FoundationDB's Lesson: A Fast Key-Value Store Is Not Enough - jermo
http://voltdb.com/blog/foundationdbs-lesson-fast-key-value-store-not-enough
======
jandrewrogers
The underlying organization of a database is not about what can be expressed
in theory, it is about what can be expressed _efficiently_. Not only is there
a very rich set of data structure designs that can be used with varying
tradeoffs, but most sophisticated databases use an ecosystem of different,
tightly interwoven data structures that smooth over the sharp corners that any
single data structure has.

Efficient expressiveness follows from the relationships directly preserved in
the organization. Generally from least-to-most expressive you have:

\- cardinality preserving (hash tables, most KV stores)
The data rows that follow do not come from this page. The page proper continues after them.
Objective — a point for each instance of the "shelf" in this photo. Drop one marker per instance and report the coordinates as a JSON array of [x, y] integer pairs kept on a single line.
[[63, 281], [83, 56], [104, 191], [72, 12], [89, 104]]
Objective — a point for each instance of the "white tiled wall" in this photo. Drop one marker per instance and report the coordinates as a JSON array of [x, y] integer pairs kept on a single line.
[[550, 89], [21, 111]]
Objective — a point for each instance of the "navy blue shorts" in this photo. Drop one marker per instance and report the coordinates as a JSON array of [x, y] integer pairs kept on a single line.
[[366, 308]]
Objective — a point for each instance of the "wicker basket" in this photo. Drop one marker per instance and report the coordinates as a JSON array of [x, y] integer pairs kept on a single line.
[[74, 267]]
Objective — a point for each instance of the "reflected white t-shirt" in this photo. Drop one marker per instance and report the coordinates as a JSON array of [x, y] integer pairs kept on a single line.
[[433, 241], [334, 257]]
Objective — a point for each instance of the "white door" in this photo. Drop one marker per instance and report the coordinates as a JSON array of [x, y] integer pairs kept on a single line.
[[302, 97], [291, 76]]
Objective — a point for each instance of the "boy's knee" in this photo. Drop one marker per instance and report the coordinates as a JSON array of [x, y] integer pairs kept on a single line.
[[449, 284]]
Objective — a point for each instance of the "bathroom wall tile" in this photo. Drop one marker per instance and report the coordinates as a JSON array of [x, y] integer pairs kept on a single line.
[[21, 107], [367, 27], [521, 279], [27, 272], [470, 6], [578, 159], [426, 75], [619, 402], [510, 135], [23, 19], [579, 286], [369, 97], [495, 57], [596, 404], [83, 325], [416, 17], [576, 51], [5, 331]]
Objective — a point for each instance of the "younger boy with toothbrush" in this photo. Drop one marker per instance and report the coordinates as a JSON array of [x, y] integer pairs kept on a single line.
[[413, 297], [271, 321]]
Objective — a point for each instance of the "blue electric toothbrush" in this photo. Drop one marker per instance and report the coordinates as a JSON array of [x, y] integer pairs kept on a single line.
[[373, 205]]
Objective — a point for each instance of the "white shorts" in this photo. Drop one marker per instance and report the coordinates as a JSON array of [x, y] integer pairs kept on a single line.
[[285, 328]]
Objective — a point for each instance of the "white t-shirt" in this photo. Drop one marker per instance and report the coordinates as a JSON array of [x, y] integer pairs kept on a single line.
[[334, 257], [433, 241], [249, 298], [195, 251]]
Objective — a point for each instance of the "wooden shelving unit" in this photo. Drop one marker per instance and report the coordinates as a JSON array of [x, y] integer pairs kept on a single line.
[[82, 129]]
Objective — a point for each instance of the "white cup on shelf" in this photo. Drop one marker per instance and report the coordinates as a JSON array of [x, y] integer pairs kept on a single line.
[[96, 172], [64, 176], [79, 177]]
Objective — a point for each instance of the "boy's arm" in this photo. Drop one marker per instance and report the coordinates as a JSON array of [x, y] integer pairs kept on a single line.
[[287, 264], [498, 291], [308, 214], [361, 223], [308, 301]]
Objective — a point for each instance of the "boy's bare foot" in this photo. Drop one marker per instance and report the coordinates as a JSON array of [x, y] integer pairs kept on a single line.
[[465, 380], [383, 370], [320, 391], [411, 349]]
\- order preserving (LSM, btree, skiplist, space-filling curves*)

\- space preserving (space decomposition e.g. quad-tree, a zoo of exotics)

Competent implementation is progressively more complex, nuanced, and
sophisticated as you go down the list, so most implementations reflect the
comfort level of implementor. As you move down this stack, you can express
things efficiently that will be very inefficient to express with a less
expressive class of organization.

SQL was designed for databases built on order-preserving structures. While you
can implement it on a KV store, it will never be as efficient as a database
organized in the more expressive organization that SQL assumes.

KV stores are popular because they are relatively simple to design and
implement, not because they are expressive. It is an architectural impedance
mismatch to add query functionality that tacitly assumes a more expressive
organization. It will never perform well against a database actually organized
for the expressiveness of the query layer.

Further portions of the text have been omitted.